This matter is now before the Court on the parties' consolidated cross-motions for summary judgment pursuant to Rule 56 of the Federal Rules of Civil Procedure.*fn1 See Respondents' Consolidated Motion for Summary Judgment ("Council's Mot."); Petitioner [Association]'s Consolidated Motion for Summary Judgment in Case Nos. 1:09-cv-[1]160-(RBW) and 1:09-cv-02212-(RBW) ("Ass'n's Mot.").*fn2 Because the employees of Jordan Interiors elected the Southwest Regional Council as their exclusive representative, resulting in the National Labor Relations Board's certification of the Southwest Regional Council for that representation, the Court must grant summary judgment in part in favor of the Brotherhood of Carpenters, the Southwest Regional Council, and Jordan Interiors; vacate the award issued by Kelly; and accordingly deny the Association's motion for summary judgment in part as to the Kelly award. In regards to Arbitrator Greenberg's award, the Court must grant summary judgment in part in favor of the Association, because at the time of the arbitration Jordan Interiors was still subject to the Agreement and the award was therefore not unlawful. In addition, based on the affirmance of Arbitrator Greenberg's award, the Association is awarded the cost of its attorney fees and court expenses related to their expenditures enforcing the Greenberg award.

I. BACKGROUND

Central to the disputes at hand is the Los Angeles Unified School District Project Stabilization Agreement ("Agreement"), a pre-hire collective bargaining agreement authorized under 29 U.S.C. § 158(f) (commonly referred to as an "8(f)" agreement). Pet. to Vacate, Ex. A (Agreement). A contractor can enter into a § 8(f) collective bargaining agreement, such as the Agreement here, recognizing one or more bargaining representatives despite a lack of majority support from employees. 29 U.S.C. § 158(f) (2006). The Agreement "establishes the labor relations Policies and Procedures for the District and for the craft employees represented by the Unions engaged in the District's new school and building construction and substantial rehabilitation and capital improvement program...." Agreement at 1. The Agreement also contains a clause providing that those parties bound by the Agreement must recognize all signatory unions as the bargaining representatives of its employees.
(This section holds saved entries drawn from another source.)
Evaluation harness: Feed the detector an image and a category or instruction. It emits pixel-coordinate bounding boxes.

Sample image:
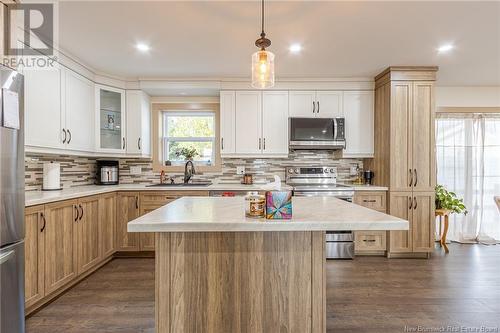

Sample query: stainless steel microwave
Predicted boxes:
[289,118,346,149]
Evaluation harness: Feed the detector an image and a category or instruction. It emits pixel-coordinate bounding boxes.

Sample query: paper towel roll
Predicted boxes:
[42,162,61,190]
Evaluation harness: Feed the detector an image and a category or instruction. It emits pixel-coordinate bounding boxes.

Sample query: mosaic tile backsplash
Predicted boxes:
[25,151,363,191]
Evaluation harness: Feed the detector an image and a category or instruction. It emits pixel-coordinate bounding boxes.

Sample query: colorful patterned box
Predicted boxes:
[266,191,292,220]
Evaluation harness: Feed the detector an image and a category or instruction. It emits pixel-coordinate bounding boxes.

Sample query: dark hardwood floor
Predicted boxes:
[26,244,500,333]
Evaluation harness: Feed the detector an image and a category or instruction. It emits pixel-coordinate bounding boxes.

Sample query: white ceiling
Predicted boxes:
[59,1,500,86]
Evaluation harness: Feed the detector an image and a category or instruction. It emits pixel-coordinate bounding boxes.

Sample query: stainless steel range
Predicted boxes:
[286,166,354,259]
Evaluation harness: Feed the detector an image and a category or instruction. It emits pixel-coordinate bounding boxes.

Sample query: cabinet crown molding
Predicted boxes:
[375,66,439,87]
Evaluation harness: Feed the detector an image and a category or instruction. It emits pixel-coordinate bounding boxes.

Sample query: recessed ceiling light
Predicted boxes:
[438,44,455,53]
[289,43,302,53]
[135,43,151,52]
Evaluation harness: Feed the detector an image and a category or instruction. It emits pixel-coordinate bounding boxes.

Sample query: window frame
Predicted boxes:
[161,110,217,166]
[151,102,222,174]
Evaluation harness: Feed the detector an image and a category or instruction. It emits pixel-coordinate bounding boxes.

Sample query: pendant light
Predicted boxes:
[252,0,274,89]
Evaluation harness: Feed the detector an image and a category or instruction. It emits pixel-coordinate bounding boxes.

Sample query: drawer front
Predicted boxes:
[353,191,386,211]
[141,191,208,207]
[354,231,386,252]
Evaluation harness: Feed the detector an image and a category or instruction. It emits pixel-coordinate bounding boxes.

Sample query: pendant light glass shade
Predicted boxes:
[252,50,274,89]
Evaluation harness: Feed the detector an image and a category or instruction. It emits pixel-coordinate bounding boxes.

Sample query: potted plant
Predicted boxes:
[175,147,198,161]
[436,185,467,214]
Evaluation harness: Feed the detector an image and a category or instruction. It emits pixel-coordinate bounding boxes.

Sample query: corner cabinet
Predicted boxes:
[220,91,288,158]
[343,91,374,158]
[125,90,151,157]
[95,85,127,154]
Id. at 12, § 3.1.

On May 12, 2003, approximately thirty labor organizations, including the Brotherhood of Carpenters and its affiliate the Southwest Regional Council, the Association and its affiliated local union (Plasterers Local 200), executed the Agreement. Petitioner [Association]'s Reply Brief in Support of its Consolidated Motion For Summary Judgment ("Ass'n's Reply") at 12.*fn3

Jordan Interiors, an employer that performed plastering work at construction projects, became a party to the pre-existing Agreement by signing a letter of assent on January 20, 2009, after it had been awarded contracts on two projects covered by the Agreement-the Valley Region High School No. 9 Project ("Project No. 9") and the Central Region Middle School No. 7 Project ("Project No. 7"). Id. at 14.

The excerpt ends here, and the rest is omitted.